Step 102:Rainfall website is analyzed apart from the discrepancy in elevation.In this step, any two precipitation station in interpolation area is calculated Distance and depth displacement between point, and determine in interpolation area between all websites maximum D and E of distance and depth displacement two-by-two.
Based on the coordinate and height value of each rainfall website in step 101, calculated using range formula and depth displacement formula To any two rainfall site distance from dijWith depth displacement eij, and further compare any two rainfall site distance from dijWith Depth displacement eij, so that it is determined that maximum D and E of distance and depth displacement two-by-two between all websites in interpolation area.
Specifically, if the coordinate of any two rainfall website is respectively (a1,b1) and (a2,b2), then the distance of the point-to-point transmission Computing formula is:
If the elevation of any two rainfall website is respectively c1And c2, then two point height difference computing formula be:
E=| c1-c2| (2)
Step 103:Determine weighting parameters.
Precipitation discharge observation data sequence P based on the rainfall website collected in step 101jkIt is calculated with step 102 The all websites in interpolation area between two-by-two apart from maximum D, depth displacement maximum E optimization obtain optimal weighting parameter value C'dWith C 'e
In the present invention, using cross-validation method, optimized parameter estimation is carried out to gaussian weighing function.Cross validation (Cross Validation) is a kind of statistical analysis technique for verifying model prediction performance, and its basic thought is at certain Initial data is grouped under meaning, used as training set (train set), another part is used as checking collection for a part (validation set).It is trained with training the set pair analysis model first, recycles the precision of checking collection test training pattern, with This is evaluated model performance.Therefore, based on cross validation, reference can be provided for determination optimal model parameters.
The present invention is shown in respectively formula (3) and figure for the entitled dimensional gaussian distribution function expression of precipitation interpolation and schematic diagram Shown in 2.
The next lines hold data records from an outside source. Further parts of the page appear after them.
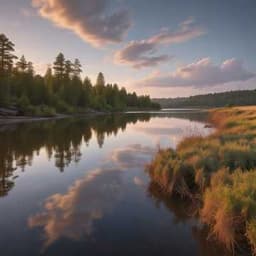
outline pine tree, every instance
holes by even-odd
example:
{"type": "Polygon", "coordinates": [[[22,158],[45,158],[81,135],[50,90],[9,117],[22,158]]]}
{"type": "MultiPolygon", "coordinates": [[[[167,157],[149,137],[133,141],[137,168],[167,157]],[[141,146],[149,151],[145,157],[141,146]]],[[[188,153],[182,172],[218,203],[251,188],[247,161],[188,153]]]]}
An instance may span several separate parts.
{"type": "Polygon", "coordinates": [[[81,73],[82,73],[82,65],[81,65],[79,59],[75,59],[73,75],[74,75],[74,77],[80,78],[81,73]]]}
{"type": "Polygon", "coordinates": [[[95,85],[95,89],[96,89],[96,94],[97,95],[102,95],[103,94],[103,90],[105,87],[105,78],[103,73],[99,73],[97,80],[96,80],[96,85],[95,85]]]}
{"type": "Polygon", "coordinates": [[[0,34],[0,75],[4,75],[12,70],[14,59],[14,43],[4,34],[0,34]]]}
{"type": "Polygon", "coordinates": [[[65,57],[62,53],[56,57],[53,63],[54,75],[57,79],[62,80],[65,74],[65,57]]]}
{"type": "Polygon", "coordinates": [[[17,70],[21,73],[25,73],[28,63],[24,57],[24,55],[21,56],[20,60],[16,63],[17,70]]]}

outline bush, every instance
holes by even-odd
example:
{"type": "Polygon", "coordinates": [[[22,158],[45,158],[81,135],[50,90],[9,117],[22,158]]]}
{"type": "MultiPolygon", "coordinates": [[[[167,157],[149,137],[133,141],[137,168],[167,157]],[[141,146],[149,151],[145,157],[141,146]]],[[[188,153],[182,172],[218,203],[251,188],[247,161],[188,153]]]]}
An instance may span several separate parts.
{"type": "Polygon", "coordinates": [[[234,249],[245,231],[252,245],[256,245],[255,180],[256,170],[236,170],[229,174],[227,169],[222,169],[213,175],[211,186],[205,192],[202,220],[212,227],[212,233],[229,249],[234,249]]]}

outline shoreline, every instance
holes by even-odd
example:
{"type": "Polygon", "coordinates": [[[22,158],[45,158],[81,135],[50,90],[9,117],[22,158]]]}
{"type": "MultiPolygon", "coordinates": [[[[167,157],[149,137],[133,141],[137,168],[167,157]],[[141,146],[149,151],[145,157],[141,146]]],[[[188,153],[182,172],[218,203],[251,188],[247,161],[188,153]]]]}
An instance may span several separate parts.
{"type": "Polygon", "coordinates": [[[146,172],[162,194],[195,207],[213,240],[229,251],[255,253],[256,106],[209,113],[212,134],[186,137],[175,150],[159,149],[146,172]]]}
{"type": "Polygon", "coordinates": [[[40,117],[40,116],[0,116],[0,126],[9,125],[9,124],[19,124],[19,123],[30,123],[30,122],[41,122],[41,121],[51,121],[51,120],[60,120],[65,118],[76,118],[76,117],[93,117],[93,116],[100,116],[100,115],[110,115],[110,114],[117,114],[117,113],[134,113],[136,112],[144,112],[144,111],[159,111],[155,109],[133,109],[133,110],[125,110],[125,111],[116,111],[116,112],[107,112],[107,111],[97,111],[92,110],[85,113],[74,113],[74,114],[57,114],[55,116],[49,117],[40,117]]]}

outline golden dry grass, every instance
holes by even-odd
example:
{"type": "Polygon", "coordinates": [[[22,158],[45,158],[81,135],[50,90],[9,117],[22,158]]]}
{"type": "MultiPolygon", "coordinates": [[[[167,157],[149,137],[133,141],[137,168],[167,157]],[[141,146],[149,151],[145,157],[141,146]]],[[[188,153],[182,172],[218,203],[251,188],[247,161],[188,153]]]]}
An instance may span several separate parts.
{"type": "Polygon", "coordinates": [[[256,251],[256,106],[213,109],[216,131],[160,150],[147,168],[165,193],[200,195],[202,222],[230,250],[247,239],[256,251]]]}

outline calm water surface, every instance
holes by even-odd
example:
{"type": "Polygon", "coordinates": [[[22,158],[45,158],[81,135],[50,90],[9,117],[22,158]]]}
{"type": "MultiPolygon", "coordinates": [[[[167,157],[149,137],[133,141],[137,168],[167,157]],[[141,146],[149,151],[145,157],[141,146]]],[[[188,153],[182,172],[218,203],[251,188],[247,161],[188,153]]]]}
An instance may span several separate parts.
{"type": "Polygon", "coordinates": [[[165,110],[0,127],[1,255],[223,255],[144,171],[159,147],[208,134],[204,120],[165,110]]]}

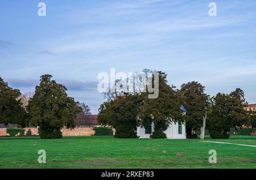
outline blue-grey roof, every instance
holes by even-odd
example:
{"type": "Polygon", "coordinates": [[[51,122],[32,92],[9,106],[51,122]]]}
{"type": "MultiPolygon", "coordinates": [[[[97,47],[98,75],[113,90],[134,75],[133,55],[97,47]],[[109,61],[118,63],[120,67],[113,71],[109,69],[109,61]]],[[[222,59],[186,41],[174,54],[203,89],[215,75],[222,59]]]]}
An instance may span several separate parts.
{"type": "Polygon", "coordinates": [[[180,106],[180,109],[182,110],[184,113],[187,113],[187,110],[185,109],[185,108],[183,106],[183,105],[181,104],[181,105],[180,106]]]}

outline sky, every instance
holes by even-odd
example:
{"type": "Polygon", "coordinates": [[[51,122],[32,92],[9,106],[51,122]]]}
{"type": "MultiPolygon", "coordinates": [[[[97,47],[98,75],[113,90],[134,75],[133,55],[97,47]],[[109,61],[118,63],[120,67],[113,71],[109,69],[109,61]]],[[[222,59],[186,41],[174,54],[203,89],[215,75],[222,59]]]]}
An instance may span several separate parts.
{"type": "Polygon", "coordinates": [[[0,77],[11,87],[32,92],[51,74],[97,114],[97,75],[110,68],[161,70],[211,96],[240,88],[256,103],[256,1],[0,1],[0,77]]]}

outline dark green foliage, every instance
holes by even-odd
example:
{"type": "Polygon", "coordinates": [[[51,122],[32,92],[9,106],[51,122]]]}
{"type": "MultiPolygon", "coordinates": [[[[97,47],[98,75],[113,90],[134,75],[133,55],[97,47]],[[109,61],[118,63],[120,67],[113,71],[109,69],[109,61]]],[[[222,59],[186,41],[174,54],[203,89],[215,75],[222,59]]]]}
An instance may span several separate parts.
{"type": "Polygon", "coordinates": [[[129,128],[126,127],[125,126],[123,127],[119,126],[115,131],[114,135],[115,138],[137,138],[136,131],[134,128],[129,128]]]}
{"type": "Polygon", "coordinates": [[[108,127],[94,127],[93,131],[95,131],[94,136],[112,136],[113,132],[111,128],[108,127]]]}
{"type": "Polygon", "coordinates": [[[207,124],[207,128],[213,138],[228,138],[231,128],[236,130],[237,127],[241,127],[246,123],[244,100],[234,94],[237,93],[232,92],[225,95],[219,93],[213,99],[207,124]]]}
{"type": "Polygon", "coordinates": [[[32,131],[31,131],[31,130],[30,128],[27,131],[27,134],[26,135],[27,136],[32,136],[32,131]]]}
{"type": "Polygon", "coordinates": [[[52,76],[41,76],[39,85],[28,102],[31,123],[39,126],[42,138],[60,138],[60,129],[75,127],[74,118],[81,111],[73,98],[68,96],[66,87],[51,80],[52,76]]]}
{"type": "MultiPolygon", "coordinates": [[[[143,93],[142,96],[144,100],[138,113],[139,124],[147,123],[148,118],[151,119],[154,125],[154,138],[166,138],[163,132],[167,128],[170,123],[178,120],[183,122],[179,109],[181,101],[179,94],[174,89],[175,87],[168,85],[167,74],[159,71],[159,96],[156,98],[148,98],[148,93],[143,93]]],[[[155,75],[153,76],[155,80],[155,75]]],[[[156,81],[157,80],[156,79],[156,81]]]]}
{"type": "Polygon", "coordinates": [[[113,127],[115,138],[136,138],[141,98],[138,95],[126,94],[115,100],[103,103],[99,109],[98,122],[113,127]]]}
{"type": "Polygon", "coordinates": [[[19,128],[8,128],[6,129],[6,133],[9,134],[10,136],[15,136],[20,131],[21,129],[19,128]]]}
{"type": "Polygon", "coordinates": [[[203,126],[204,115],[209,107],[209,96],[205,91],[205,87],[196,82],[181,86],[180,93],[184,96],[184,105],[188,111],[186,114],[187,138],[196,138],[197,136],[192,134],[192,130],[199,130],[203,126]]]}
{"type": "Polygon", "coordinates": [[[229,135],[227,131],[221,131],[218,130],[209,130],[210,136],[212,139],[227,139],[229,137],[229,135]]]}
{"type": "Polygon", "coordinates": [[[27,113],[22,107],[18,89],[13,89],[0,78],[0,123],[17,124],[24,127],[28,124],[27,113]]]}
{"type": "Polygon", "coordinates": [[[243,127],[242,128],[238,128],[237,130],[235,128],[231,128],[229,132],[230,135],[251,135],[251,133],[254,131],[252,128],[243,127]]]}

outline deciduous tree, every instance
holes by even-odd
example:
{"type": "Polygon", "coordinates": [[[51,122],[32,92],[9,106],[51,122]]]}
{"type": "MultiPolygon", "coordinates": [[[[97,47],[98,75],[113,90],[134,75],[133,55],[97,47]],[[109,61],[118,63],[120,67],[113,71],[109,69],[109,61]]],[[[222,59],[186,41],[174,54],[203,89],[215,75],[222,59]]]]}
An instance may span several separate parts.
{"type": "Polygon", "coordinates": [[[27,113],[18,100],[20,95],[18,89],[11,88],[0,78],[0,123],[19,125],[22,127],[27,125],[27,113]]]}
{"type": "Polygon", "coordinates": [[[40,84],[28,102],[31,122],[39,127],[41,138],[62,137],[61,128],[74,127],[74,118],[82,110],[73,98],[68,96],[66,87],[52,80],[52,76],[40,77],[40,84]]]}

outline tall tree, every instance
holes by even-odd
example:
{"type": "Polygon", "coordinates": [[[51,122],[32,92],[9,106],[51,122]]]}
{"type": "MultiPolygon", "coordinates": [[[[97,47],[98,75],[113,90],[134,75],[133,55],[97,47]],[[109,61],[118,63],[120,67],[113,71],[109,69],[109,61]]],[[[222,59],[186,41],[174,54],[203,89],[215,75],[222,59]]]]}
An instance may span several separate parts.
{"type": "MultiPolygon", "coordinates": [[[[184,121],[179,109],[181,104],[180,99],[174,89],[174,87],[167,84],[167,74],[162,71],[159,73],[159,96],[155,98],[148,98],[148,93],[142,93],[144,100],[138,114],[141,123],[146,124],[148,121],[154,123],[154,131],[152,138],[165,138],[164,131],[170,123],[177,121],[184,121]],[[146,121],[146,122],[145,122],[146,121]]],[[[154,80],[153,77],[153,81],[154,80]]]]}
{"type": "Polygon", "coordinates": [[[82,108],[82,111],[76,115],[75,119],[75,123],[76,125],[82,125],[89,123],[89,118],[88,115],[91,114],[90,108],[84,102],[77,102],[79,106],[82,108]]]}
{"type": "Polygon", "coordinates": [[[253,134],[256,136],[256,110],[250,110],[247,112],[249,117],[249,125],[254,128],[253,134]]]}
{"type": "Polygon", "coordinates": [[[61,138],[61,128],[73,128],[74,118],[82,110],[68,96],[66,87],[51,80],[52,77],[47,74],[40,77],[40,84],[27,106],[31,122],[39,127],[41,138],[61,138]]]}
{"type": "Polygon", "coordinates": [[[207,125],[212,138],[228,138],[230,128],[237,129],[246,123],[243,101],[231,95],[219,93],[213,98],[207,125]]]}
{"type": "Polygon", "coordinates": [[[27,113],[22,107],[18,89],[13,89],[0,78],[0,123],[19,125],[22,127],[28,124],[27,113]]]}
{"type": "Polygon", "coordinates": [[[114,128],[116,138],[137,138],[137,114],[141,101],[139,95],[125,93],[105,102],[100,108],[98,122],[114,128]]]}
{"type": "Polygon", "coordinates": [[[203,130],[204,120],[205,123],[207,112],[209,106],[209,96],[205,93],[205,87],[196,82],[183,84],[180,92],[184,97],[186,109],[187,138],[196,138],[196,134],[192,135],[195,131],[203,130]]]}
In formula, g (dist, elev) is dimensional gaussian distribution functional value;Dist and elev are respectively two independent variables, wherein Dist and elev difference two factors of influence of respective distances and elevation;C1And C2Respectively dimensional gaussian distribution function parameter.
From formula (3) and Fig. 2, the dimensional gaussian distribution is mainly by parameter C1And C2Determine.Typically with C1And C2Definitely Value is closer to 0, and Gauss distribution curved surface is more precipitous;And with C1And C2Absolute value increases, and function distribution surface tends to flat.DANGSHEN Number C1And C2One timing, the value of independent variable dist and elev is less, and Gaussian function numerical value g (dist, elev) is bigger.As dist and When elev is 0, g (dist, elev) takes maximum 1.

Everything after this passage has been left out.